Every so often, a famous wine professional will be embarrassed in the news for, say, giving top marks to vodka-spiked grape juice, while at the same time panning a $100 Burgundy.  It's funny, I admit, and there are a lot of pompous blowhards in the profession who could use an occasional humbling.  But an equally valid takeaway is that tasting is hard!

Wine contains hundred of aromatic compounds in thousands of combinations and are affected by, like, everything.  For example, I can pick a benchmark pinot noir out of a lineup at ten paces.  But if you take those same expensive grapes, macerate them for thirty days prior to fermentation and then age them in new oak for three years, I'm probably going to think the result is a crappy merlot. 

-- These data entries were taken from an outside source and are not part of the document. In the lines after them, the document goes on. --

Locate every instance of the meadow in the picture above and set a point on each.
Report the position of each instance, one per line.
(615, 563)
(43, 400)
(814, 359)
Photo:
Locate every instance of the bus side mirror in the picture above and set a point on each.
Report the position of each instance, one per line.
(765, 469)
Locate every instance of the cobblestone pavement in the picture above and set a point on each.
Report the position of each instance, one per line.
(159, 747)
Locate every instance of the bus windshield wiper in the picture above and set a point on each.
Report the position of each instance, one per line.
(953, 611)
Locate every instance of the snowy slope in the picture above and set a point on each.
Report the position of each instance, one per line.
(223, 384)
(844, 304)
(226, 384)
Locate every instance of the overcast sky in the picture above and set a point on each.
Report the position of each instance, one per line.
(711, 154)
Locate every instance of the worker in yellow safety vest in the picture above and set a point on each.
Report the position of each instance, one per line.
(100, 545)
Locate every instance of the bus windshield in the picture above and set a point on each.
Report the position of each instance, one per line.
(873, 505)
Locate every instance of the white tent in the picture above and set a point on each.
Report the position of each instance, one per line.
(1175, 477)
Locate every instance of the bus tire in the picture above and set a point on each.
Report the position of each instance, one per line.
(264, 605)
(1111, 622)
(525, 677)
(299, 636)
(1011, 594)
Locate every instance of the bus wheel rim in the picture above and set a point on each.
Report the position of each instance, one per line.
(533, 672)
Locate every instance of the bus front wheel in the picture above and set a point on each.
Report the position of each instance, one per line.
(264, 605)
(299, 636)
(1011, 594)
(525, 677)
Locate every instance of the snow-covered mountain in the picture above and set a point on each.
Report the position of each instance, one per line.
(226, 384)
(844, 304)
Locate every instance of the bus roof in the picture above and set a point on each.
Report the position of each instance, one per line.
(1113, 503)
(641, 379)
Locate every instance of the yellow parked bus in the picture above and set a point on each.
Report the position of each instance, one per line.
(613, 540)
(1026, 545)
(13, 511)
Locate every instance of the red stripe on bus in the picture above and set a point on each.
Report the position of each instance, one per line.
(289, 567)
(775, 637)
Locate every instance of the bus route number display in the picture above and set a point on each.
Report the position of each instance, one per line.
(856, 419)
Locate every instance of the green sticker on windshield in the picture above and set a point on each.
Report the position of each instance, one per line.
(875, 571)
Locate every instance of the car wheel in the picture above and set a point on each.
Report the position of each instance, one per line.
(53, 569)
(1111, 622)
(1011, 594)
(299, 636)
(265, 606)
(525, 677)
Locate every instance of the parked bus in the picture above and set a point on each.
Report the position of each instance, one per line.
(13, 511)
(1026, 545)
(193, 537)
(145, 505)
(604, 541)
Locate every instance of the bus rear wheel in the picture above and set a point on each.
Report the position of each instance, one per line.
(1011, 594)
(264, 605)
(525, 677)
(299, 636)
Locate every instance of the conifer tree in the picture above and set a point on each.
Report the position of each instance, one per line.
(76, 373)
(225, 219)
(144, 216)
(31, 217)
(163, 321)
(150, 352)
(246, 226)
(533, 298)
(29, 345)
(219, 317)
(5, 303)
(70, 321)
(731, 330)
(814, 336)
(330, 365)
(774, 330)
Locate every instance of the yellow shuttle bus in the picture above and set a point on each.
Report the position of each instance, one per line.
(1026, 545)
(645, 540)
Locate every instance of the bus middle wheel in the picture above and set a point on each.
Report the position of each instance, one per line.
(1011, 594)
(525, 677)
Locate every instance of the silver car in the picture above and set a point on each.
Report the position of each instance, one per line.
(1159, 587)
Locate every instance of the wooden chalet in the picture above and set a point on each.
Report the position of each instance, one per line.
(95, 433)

So all is confusing and murky, but the challenge of thinking of wine in a logical and categorical way is a valuable thing to try.  With so many different flavors, so delicious, so many options, it just begs to be put in order.

Enter the Wine and Spirits Education Trust.  They are trying hard to quantize the objective and categorize the subjective into some sort of taxonomy.  It may be arbitrary, but it's not capricious.  The advanced tasting card I will be using for the next several months is on their website.  Here is a sample note:

Chรขteau Clerc Milon 2004
AOC Paulliac


Appearance is clear with medium intensity and garnet color with only slight color shift at the rim to brick.  Legs and tears are noted.  The nose is clean.  It has medium-plus intensity and is developing, with primary fruits dominant.  Aromas of blackcurrant, redcurrant, smoke, and tobacco are noted.  The wine is dry, with medium acidity, and medium-plus tannins that are ripe and integrate nicely with the fruit.  The alcohol is medium, while the flavor intensity and length are medium-plus.  Again, blackcurrant, redcurrant, smoke, and tobacco are the main flavor descriptors.  It is a very good wine, in a premium price category, that is ready to drink, but will improve with age.